As the 2015 mayoral contest takes shape, we see a real sense of Jacksonville’s political evolution in just four short years. With that in mind, a quick review of the 2011 race — which looked, before the runoff, like the year of the well-connected former prosecutor — seems in order.
Before the election got real, the smart people thought it would come down to socially moderate Audrey Moran or central-casting conservative Rick Mullaney. The frontrunners spent the early days drawing distinctions without a difference, in the style of Republican primaries throughout the country during the Bush era, and knocked each other out before the runoff, thus leaving two choices that struck voters as distinctly improbable: gaffe-prone Mike Hogan and enigmatic Alvin Brown.
Those looking for the swag of Hans Tanzler, the blue-collar pragmatism of Jake Godbold or the flinty realism of Ed Austin were grievously disappointed. Immediately, the city’s power structure was consumed in a protracted oh-shit moment, realizing they would’ve preferred Hulk Hogan over Mike Hogan because Mike Hogan was always a sound bite away from a new embarrassment.
With the evolved consensus that Hogan was unacceptable, the paradigm shifted. Peter Rummell led the Jax business community to fall in behind the Democrat, sending a message to the world that Jacksonville was open for business and done with the parochial messaging that had typified the city’s global identity for the last few decades.
Brown, a pro-business black Democrat, may have seemed an unlikely choice to those outside of town — but in Jacksonville, where Democrats controlled the mayor’s office until Austin, Rummell’s endorsement didn’t seem completely incongruous. And, of course, Brown would be inclined to do what was Best for Business. Offer, condition, acceptance: an implied contract if ever there was one.
Alas, Rummell has turned on Brown, in what stands as a breach claim. Called Alvin an ineffective manager and tagged him with showing too much deference to our tragicomic City Council. Drew a heart around a new name in his yearbook: Lenny Curry, the state Republican party boss, who combines a keen grasp of insider baseball with a self-effacement equal parts Charlie Crist and Rahm Emanuel. (He even does selfies with Speckman!)
Is Brown now in deep doo-doo? Absolutely. And so is everyone in the race who is not Lenny Curry. Because Rummell’s preemptive endorsement absolutely is a GTFO show of strength.

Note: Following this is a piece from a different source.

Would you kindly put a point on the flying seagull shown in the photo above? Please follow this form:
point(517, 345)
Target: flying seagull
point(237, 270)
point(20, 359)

Folks like Bill Bishop may soldier on, but where will his money come from? The only other plausible candidate, Sheriff John Rutherford, doesn’t seem like he’s building an organization — and if there were a chance that a Draft Rutherford movement might have emerged, it’s been positively blunted by the power structure’s shift to Curry.
The most recent University of North Florida poll, in February, shows a mayor with healthy but declining popularity. His approval fell 11 points to 59 percent from the previous year’s 70 percent. More important: Brown lost almost half of his traction in the Strongly Support category — down from 26 percent to 16 percent. Telling, also: When pitted against four prospective GOP candidates, Brown was ahead of all, including Curry, but did not claim more than 50 percent against any, suggesting he has a ceiling of those who’d be willing to pound the pavement for him next year.
Curry doesn’t have to be all things to all people. Just serve up a little Audrey Moran, a little John Delaney, and a little bit of One Spark energy.
The real question won’t be if he can turn Republicans out, but if he can turn out independents. To do that, he’ll have to give the hipsters a little of what they want — at least make it look good. Some moderation on the human rights ordinance, coupled with Not Being Mike Hogan, should do the trick.